What was the writing and recording process like for “Koolwhip City”?

Typically, the way that we start when we write music is with what we call a sketch. It’s just a really good idea. Maybe it’s a riff, a melody or a drum beat. So this sketch, “Koolwhip City,” came about and we liked the way it sounded. We spent a couple weeks and we developed it. I always say that music is really a true time capsule of where the artist or musician was in their life. So when we listen back to “Koolwhip City,” we can remember where we were and how we felt as individuals.

How does “Koolwhip City” compare to “The Pet,” In Place’s other single?

When we put out “The Pet,” we definitely wanted to put out a track that was a little bit more intense. We started saying that “The Pet” is almost kind of like controlled chaos.

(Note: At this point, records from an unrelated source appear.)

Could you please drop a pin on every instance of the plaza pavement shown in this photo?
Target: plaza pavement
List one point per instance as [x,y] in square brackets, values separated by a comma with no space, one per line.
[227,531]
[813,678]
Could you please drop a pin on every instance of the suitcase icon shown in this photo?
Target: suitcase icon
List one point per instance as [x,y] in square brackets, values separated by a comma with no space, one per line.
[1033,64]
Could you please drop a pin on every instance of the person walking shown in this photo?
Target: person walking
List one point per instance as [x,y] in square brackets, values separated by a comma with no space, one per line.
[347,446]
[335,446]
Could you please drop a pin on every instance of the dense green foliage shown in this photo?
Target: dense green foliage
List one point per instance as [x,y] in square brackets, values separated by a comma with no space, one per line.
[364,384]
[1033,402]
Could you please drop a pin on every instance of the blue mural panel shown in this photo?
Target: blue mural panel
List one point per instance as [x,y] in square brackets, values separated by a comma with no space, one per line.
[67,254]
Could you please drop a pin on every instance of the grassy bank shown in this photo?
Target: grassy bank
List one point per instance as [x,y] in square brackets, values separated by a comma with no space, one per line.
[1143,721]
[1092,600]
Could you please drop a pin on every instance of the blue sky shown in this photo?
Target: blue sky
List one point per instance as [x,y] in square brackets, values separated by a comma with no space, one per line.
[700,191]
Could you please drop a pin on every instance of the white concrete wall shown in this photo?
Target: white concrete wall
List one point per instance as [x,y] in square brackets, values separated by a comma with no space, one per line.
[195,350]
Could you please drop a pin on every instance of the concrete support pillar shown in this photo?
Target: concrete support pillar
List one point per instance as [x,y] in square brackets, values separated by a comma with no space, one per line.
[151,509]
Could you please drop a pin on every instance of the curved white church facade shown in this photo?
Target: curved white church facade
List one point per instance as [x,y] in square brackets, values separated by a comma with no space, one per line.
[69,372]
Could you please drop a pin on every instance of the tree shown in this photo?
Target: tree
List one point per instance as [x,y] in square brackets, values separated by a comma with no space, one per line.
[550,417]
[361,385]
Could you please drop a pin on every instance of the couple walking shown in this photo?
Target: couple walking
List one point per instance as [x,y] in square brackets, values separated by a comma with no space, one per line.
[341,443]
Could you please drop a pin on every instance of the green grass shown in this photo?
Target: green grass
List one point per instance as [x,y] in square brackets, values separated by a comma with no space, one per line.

Because while it’s extremely contained, you go through the movements of the song really quickly and there’s a lot going on. The tension and release is pretty significant. We wanted the first song to be a little bit more aggressive and I think we achieved that with “The Pet.” But when we were talking about “Koolwhip,” of course we have multiple sides to us, and we felt that “Koolwhip” really represented the sound that we are currently moving in the direction of.

Are these tracks building to a full-length release?

Right now we are writing and demoing for a more significant effort. I would say more so for an EP. I don’t think that we’re ready for a full-length yet.

Have you developed connections with other bands in the scene?

Through playing around the scene we definitely have become friends with other instrumental bands. One would be Air is Human. Another one, Allora Mis, as well as the instrumental rock band Mohican. They are all, for the most part, Philly-based.

Where do you want to see In Place go in the future?

A giant priority for us is to just to keep writing as much as we can. Ultimately, the biggest goal is to improve the sound that we are starting to really develop right now.